Received for publication April 16, 2007; accepted for publication July 31, 2007. * Address for reprints: Peter C. Austin, PhD, Institute for Clinical Evaluative Sciences, G1 06, 2075 Bayview Ave, Toronto, Ontario M4N 3M5, Canada. (Email: peter.austin{at}ices.on.ca).
Objective: I conducted a systematic review of the use of propensity score matching in the cardiovascular surgery literature. I examined the adequacy of reporting and whether appropriate statistical methods were used.

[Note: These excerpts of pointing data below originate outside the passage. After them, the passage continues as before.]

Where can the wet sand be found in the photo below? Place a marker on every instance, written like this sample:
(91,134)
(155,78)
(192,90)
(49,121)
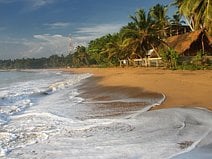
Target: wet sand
(181,88)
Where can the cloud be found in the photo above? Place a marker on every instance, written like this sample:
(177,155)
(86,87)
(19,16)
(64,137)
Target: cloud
(40,46)
(2,28)
(101,29)
(6,1)
(57,25)
(40,3)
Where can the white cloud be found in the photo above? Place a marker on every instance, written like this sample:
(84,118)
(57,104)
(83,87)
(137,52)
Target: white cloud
(6,1)
(101,29)
(57,25)
(40,46)
(39,3)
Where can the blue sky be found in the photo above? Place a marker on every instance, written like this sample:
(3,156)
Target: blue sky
(40,28)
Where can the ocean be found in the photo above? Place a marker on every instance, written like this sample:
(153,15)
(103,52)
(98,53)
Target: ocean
(42,115)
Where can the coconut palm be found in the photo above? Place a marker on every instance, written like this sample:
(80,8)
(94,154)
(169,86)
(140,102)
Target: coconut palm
(197,13)
(142,36)
(158,14)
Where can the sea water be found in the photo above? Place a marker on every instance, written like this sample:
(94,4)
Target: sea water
(42,116)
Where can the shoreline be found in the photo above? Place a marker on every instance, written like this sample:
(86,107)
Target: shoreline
(182,88)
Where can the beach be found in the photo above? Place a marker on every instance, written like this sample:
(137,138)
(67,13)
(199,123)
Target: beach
(105,113)
(182,88)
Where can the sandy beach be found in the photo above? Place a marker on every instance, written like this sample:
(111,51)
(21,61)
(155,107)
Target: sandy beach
(181,88)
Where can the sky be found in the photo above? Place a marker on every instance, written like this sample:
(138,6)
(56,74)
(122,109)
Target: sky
(41,28)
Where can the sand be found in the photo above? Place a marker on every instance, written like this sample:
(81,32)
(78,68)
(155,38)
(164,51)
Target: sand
(181,88)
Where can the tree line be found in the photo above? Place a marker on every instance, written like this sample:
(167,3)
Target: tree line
(146,30)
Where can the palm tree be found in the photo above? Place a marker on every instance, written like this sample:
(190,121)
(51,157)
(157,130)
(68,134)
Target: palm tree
(196,13)
(141,37)
(158,14)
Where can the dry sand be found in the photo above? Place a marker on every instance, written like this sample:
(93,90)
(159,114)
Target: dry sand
(181,88)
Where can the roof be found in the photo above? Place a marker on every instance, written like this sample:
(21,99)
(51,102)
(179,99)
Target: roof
(181,43)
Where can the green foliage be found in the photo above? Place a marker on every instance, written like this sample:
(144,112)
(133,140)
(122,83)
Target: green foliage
(146,31)
(170,58)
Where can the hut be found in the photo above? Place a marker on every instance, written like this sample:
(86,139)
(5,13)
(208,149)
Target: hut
(189,44)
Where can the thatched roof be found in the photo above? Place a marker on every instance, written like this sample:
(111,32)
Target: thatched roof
(183,42)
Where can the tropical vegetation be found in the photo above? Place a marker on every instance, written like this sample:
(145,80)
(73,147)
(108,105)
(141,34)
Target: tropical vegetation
(146,30)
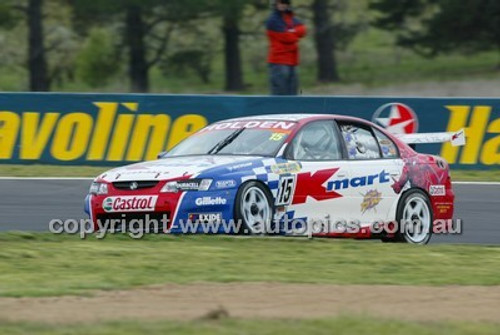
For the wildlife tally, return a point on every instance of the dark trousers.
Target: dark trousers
(283, 79)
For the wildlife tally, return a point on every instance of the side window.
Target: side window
(389, 149)
(317, 141)
(359, 141)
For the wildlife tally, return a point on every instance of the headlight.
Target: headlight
(98, 188)
(187, 185)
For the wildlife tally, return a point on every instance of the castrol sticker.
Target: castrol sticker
(144, 203)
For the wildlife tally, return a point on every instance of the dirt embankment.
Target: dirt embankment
(262, 300)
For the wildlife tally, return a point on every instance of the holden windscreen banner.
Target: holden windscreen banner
(102, 129)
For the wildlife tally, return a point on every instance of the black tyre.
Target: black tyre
(414, 218)
(254, 207)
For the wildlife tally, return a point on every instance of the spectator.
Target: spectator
(284, 32)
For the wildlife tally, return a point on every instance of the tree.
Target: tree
(37, 62)
(444, 26)
(325, 42)
(11, 12)
(330, 36)
(232, 13)
(97, 61)
(147, 28)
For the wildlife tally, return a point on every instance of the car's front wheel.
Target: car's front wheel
(254, 208)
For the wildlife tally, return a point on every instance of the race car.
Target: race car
(295, 174)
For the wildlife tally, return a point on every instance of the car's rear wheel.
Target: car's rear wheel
(414, 219)
(254, 208)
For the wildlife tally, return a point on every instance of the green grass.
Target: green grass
(338, 326)
(7, 170)
(47, 265)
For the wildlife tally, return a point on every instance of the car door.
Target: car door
(374, 163)
(318, 149)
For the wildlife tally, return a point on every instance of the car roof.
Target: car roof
(301, 117)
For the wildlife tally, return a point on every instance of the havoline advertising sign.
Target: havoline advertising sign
(114, 129)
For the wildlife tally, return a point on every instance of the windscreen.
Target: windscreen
(259, 138)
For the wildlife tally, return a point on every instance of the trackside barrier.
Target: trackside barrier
(115, 129)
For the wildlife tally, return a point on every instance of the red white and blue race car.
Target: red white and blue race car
(332, 175)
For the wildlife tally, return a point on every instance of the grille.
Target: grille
(134, 185)
(122, 222)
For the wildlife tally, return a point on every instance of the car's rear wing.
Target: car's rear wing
(456, 138)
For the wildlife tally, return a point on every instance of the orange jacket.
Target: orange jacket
(284, 32)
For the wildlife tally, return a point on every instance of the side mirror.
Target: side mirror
(162, 154)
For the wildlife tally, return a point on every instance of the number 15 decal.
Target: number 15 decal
(285, 190)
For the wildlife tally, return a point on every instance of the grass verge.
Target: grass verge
(339, 326)
(92, 171)
(48, 265)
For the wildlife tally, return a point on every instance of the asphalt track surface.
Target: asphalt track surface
(30, 204)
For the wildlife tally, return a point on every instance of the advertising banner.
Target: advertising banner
(114, 129)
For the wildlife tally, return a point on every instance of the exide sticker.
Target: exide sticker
(140, 203)
(209, 201)
(205, 217)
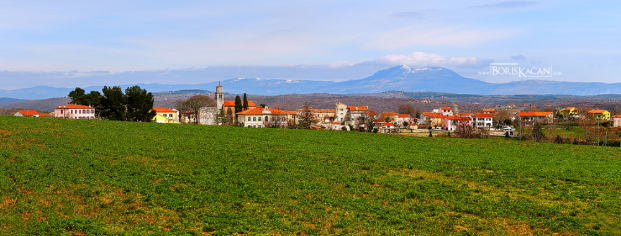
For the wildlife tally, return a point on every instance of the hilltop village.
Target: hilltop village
(350, 117)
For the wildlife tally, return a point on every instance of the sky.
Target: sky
(83, 43)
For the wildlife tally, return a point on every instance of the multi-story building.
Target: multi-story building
(445, 111)
(26, 113)
(260, 117)
(453, 122)
(73, 111)
(536, 117)
(351, 115)
(171, 115)
(599, 114)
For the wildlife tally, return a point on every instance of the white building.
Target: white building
(264, 117)
(445, 111)
(73, 111)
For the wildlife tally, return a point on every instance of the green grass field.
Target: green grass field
(80, 177)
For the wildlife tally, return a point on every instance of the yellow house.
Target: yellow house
(599, 114)
(570, 111)
(167, 113)
(159, 119)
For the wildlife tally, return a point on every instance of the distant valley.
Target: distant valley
(399, 78)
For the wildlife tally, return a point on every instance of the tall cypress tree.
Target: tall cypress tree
(139, 104)
(112, 103)
(238, 105)
(245, 104)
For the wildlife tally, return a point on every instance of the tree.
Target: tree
(194, 104)
(307, 118)
(238, 105)
(245, 103)
(139, 104)
(407, 109)
(537, 132)
(112, 103)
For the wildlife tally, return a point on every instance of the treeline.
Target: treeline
(135, 104)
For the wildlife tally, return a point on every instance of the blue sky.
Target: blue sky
(62, 43)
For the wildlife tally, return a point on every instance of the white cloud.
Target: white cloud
(431, 59)
(447, 36)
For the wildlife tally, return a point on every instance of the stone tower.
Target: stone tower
(219, 97)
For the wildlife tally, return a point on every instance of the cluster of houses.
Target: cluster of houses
(342, 117)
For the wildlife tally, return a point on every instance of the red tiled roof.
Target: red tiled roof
(323, 110)
(259, 111)
(358, 108)
(482, 115)
(163, 110)
(458, 118)
(232, 104)
(534, 113)
(28, 112)
(597, 111)
(74, 106)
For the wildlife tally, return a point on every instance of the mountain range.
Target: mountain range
(398, 78)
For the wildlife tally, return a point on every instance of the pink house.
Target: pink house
(75, 112)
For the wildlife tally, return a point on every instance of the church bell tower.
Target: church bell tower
(219, 97)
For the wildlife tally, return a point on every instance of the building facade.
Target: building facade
(73, 111)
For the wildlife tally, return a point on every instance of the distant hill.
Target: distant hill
(398, 78)
(9, 100)
(41, 104)
(386, 101)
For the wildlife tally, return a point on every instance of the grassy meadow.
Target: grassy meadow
(81, 177)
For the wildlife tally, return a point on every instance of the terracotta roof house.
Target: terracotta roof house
(540, 117)
(599, 114)
(26, 113)
(169, 115)
(616, 120)
(266, 117)
(452, 122)
(74, 111)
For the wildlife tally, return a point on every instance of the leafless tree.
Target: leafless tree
(194, 104)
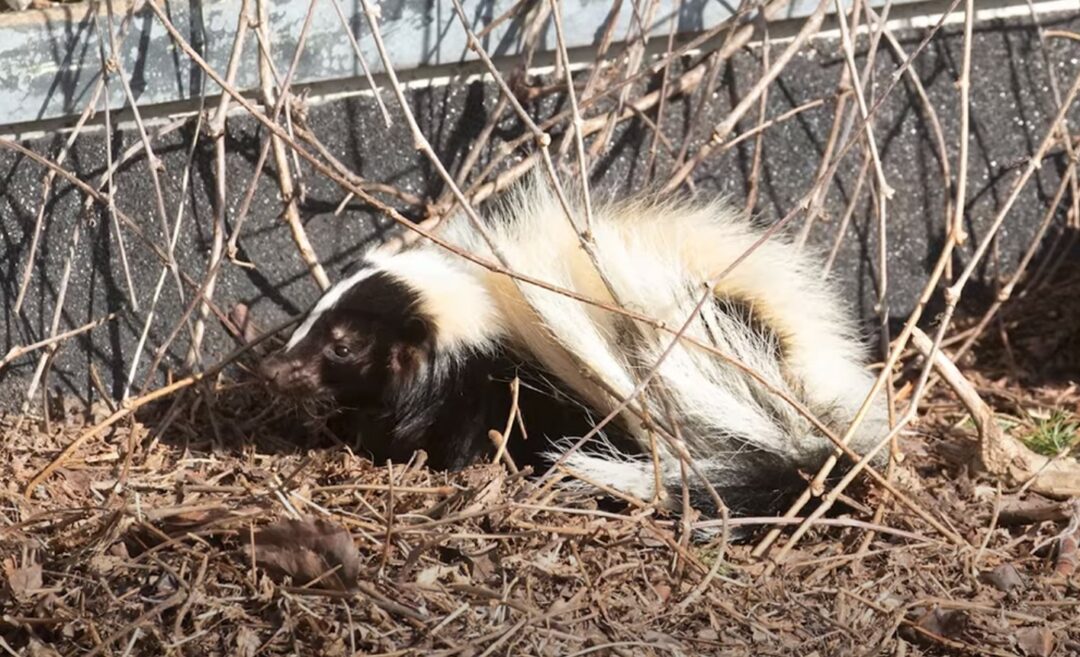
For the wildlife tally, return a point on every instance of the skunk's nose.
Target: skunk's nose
(273, 369)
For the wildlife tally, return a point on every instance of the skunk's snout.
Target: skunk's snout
(285, 375)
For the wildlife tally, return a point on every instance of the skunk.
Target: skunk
(426, 344)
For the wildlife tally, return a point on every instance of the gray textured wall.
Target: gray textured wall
(1011, 110)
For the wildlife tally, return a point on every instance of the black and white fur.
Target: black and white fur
(428, 342)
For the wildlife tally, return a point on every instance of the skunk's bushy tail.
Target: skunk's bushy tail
(771, 312)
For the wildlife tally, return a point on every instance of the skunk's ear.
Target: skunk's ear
(416, 331)
(410, 348)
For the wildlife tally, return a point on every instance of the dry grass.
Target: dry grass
(187, 520)
(149, 551)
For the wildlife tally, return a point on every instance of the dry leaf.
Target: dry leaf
(247, 642)
(949, 624)
(25, 581)
(309, 549)
(1038, 642)
(1004, 578)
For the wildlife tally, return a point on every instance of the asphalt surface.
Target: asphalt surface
(1012, 105)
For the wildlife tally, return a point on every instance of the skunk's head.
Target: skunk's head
(382, 329)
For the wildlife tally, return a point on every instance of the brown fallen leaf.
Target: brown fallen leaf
(1004, 578)
(24, 581)
(947, 624)
(1038, 642)
(308, 550)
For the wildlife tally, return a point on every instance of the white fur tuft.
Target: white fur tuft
(656, 258)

Methods: I examined 60 articles published in the Annals of Thoracic Surgery, European Journal of Cardio-thoracic Surgery, Journal of Cardiovascular Surgery, and the Journal of Thoracic and Cardiovascular Surgery between January 1, 2004, and December 31, 2006.
Results: Thirty-one of the 60 studies did not provide adequate information on how the propensity score–matched pairs were formed. Eleven (18%) of studies did not report on whether matching on the propensity score balanced baseline characteristics between treated and untreated subjects in the matched sample. No studies used appropriate methods to compare baseline characteristics between treated and untreated subjects in the propensity score–matched sample. Eight (13%) of the 60 studies explicitly used statistical methods appropriate for the analysis of matched data when estimating the effect of treatment on the outcomes. Two studies used appropriate methods for some outcomes, but not for all outcomes. Thirty-nine (65%) studies explicitly used statistical methods that were inappropriate for matched-pairs data when estimating the effect of treatment on outcomes. Eleven studies did not report the statistical tests that were used to assess the statistical significance of the treatment effect.
Conclusions: Analysis of propensity score–matched samples tended to be poor in the cardiovascular surgery literature. Most statistical analyses ignored the matched nature of the sample. I provide suggestions for improving the reporting and analysis of studies that use propensity score matching.